The Samsung Galaxy Note20 Ultra 5G has been on the market for a few months now and in the time I’ve had to spend with it, the brand certainly has improved on some of the phone’s existing features but also falls short in others.
So, with a new display, reworked body, better hardware, and what is very obviously a chunkier main camera module, let us take an in-depth look at the generational changes the Note20 Ultra that’s been made since the Galaxy Note10+.
It should not surprise anyone when I say that aesthetics has always been a prime factor with Samsung’s Galaxy Note series, and the Note20 Ultra is no stranger to the trend. Instead of a reflective glass panel like the one used on Galaxy Note10+, the Note20 Ultra’s back is made from a combination of glass and plastic.
The back of the Note20 Ultra still feels slippery but is less of a fingerprint magnet.
Admittedly, you don’t get to use the phone as an impromptu mirror at random times, but having said that, I doubt it would matter to those of you who plan on getting a casing for it. In my case, using it without a cover means that I have to be extra vigilant when handling it, given how slippery it felt in my fingers. One good thing to come out of the new material though is that, unlike the all-glass body of the Note10+, it makes the Note20 Ultra less of a fingerprint magnet.
Moving on, the Note20 Ultra is also only 0.1-inches larger than its predecessor, and it doesn’t feel any less unwieldy. It is, by and far, still a large phone and holding it in one hand feels a little cumbersome, especially when I am attempting to navigate with just my thumb.
Then there’s the display of the Note20 Ultra. Unlike the Note10+, Samsung has upped the ante with the phone, fitting it with a Dynamic AMOLED 2X Infinity-O display that allowed the brand to create a panel with thinner bezels and a much smaller diameter for the punch-hole camera at the top. Likewise, the same thin frame is also applied to the display’s edges, which is still something of an issue for me at times. Oh, and the display also supports a maximum refresh rate of 120Hz, albeit with some drawbacks.

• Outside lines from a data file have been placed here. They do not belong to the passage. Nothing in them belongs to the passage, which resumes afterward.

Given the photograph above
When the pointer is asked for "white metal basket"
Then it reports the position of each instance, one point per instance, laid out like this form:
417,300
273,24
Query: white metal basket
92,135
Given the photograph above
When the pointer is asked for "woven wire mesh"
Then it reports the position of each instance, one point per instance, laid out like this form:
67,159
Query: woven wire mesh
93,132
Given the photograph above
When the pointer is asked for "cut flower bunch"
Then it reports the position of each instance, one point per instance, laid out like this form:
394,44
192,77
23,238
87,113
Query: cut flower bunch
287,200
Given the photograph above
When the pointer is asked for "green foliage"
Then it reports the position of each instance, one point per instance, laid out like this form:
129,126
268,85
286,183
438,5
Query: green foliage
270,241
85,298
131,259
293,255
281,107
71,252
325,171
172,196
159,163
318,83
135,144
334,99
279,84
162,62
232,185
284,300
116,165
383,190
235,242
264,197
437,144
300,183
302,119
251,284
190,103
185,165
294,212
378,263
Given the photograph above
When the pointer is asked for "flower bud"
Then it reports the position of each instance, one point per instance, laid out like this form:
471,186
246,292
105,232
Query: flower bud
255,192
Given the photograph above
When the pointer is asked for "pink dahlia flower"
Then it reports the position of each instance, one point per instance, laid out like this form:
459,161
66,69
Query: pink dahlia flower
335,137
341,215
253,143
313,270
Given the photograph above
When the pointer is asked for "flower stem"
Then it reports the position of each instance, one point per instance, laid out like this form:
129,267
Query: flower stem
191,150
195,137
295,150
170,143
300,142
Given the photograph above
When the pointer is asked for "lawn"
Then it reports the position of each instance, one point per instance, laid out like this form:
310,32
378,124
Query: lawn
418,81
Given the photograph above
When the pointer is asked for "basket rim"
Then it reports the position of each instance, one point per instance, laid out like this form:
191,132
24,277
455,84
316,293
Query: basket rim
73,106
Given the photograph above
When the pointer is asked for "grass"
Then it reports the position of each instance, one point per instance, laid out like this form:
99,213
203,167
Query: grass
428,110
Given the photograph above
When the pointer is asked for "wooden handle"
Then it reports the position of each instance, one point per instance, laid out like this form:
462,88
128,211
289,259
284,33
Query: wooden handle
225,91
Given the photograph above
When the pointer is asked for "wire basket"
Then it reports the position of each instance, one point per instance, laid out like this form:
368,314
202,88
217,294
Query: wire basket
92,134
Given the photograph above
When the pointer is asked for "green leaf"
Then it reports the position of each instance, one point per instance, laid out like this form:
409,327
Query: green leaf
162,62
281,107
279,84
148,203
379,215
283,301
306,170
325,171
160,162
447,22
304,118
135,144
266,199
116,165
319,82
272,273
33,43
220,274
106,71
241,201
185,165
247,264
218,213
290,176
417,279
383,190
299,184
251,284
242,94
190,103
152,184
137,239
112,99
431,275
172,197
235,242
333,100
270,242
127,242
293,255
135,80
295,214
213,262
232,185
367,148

Obviously, those aren’t the only physical aspects to have changed with the Note20 Ultra. The S-Pen’s location has been shifted from the right edge to the left at the base, while the power button and volume rocker have finally returned back to the right side of the phone, mercifully. Additionally, the phone supports fast-charging via the USB-C 3.2 port at the base of the phone, as well as access to DeX, provided you have the appropriate monitor.
The main camera module has gained a considerable amount of weight.
Perhaps, the physical aspects that stand out the most with the Note20 Ultra are the component that is seemingly attached to the back of it: the main camera. A lot of its technology is actually brought forward from the main camera of the Korean giant’s Galaxy S20 Ultra, with a couple of very slight tweaks having been made to it. But more on that later.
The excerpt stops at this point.